No sabemos si Trump –como–estadista entiende el declive relativo en el que ha vivido, pero  Trump –como– político entiende algo igualmente relevante. El contribuyente aún aguarda el dividendo de paz que se le prometió cuando cayó el Muro de Berlín.

EEUU pasó la mayor parte de la era posterior a la guerra fría en costosos conflictos en otro hemisferio. Estas “guerras sin fin” continuaron cuando la nación sufrió un colapso financiero y padeció del tipo de infraestructura que debería estar por debajo de la dignidad de la nación que construyó la represa Hoover.

Las dos tendencias –el declive relativo y el agotamiento interno– han creado la mejor atmósfera para la realpolitik desde los años posteriores a Vietnam. La diferencia es que esta vez debería de perdurar, ya que China y otras potencias están reduciendo el margen de maniobra de EEUU.

Sin embargo, esto no implica que haya una demanda para el aislamiento. Hay una gran demanda para un enfoque que eleva los intereses propios sobre los valores. Trump es el primero en intentarlo. No hay ninguna razón para humillar a aliados tan intachables como Canadá o de imponer, como su gobierno lo hizo esta semana, nuevos límites el número de refugiados que pueden entrar al país. Pero la lógica subyacente del egoísmo durará más que él. Los realistas ya han visto una oportunidad para moderar las crudezas de “EEUU Primero” para crear una política exterior seria y dirigida por los intereses de EEUU.

Los más destacados entre su tribu académica, John Mearsheimer y Stephen Walt, ya han publicado libros que argumentan a favor del retiro de su nación de la “hegemonía liberal”.

Sin embargo, aunque el realismo venidero resulte ser una corrección excesiva, ya hacía falta una corrección. No hace mucho, George W. Bush describió la libertad como el “diseño de la naturaleza” y Barack Obama, con la misma despreocupación, afirmó que el arco de la historia se inclina hacia la justicia. El arco de la historia no se inclina hacia nada.

Hay cosas que seguramente extrañamos de estos presidentes –su encanto personal, sus gabinetes experimentados– pero estas tonterías teleológicas no están entre ellas. La historia de la posguerra sugiere que los ideales causan más problemas en EEUU que el cálculo frío.

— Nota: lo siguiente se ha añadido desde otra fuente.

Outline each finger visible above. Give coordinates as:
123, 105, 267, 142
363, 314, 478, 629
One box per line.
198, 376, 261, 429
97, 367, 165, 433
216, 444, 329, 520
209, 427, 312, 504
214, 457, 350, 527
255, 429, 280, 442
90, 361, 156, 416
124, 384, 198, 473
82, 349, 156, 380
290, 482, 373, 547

Richard Nixon dijo que un líder puede, como máximo, “darle un empujón a la historia”. Él o ella no puede alterar el curso de la historia tanto como acelerar una tendencia que ya está en progreso. Las tendencias estructurales del mundo demandan que EEUU se encargue de sus propios intereses conforme pasa el tiempo. Cada uno de los tratados rotos y las rondas arancelarias de Trump se puede interpretar como un empujón hacia ese destino; una movida para devolver a EEUU a la normalidad otra vez. Sus sucesores lo harán mejor. Pero sí lo harán.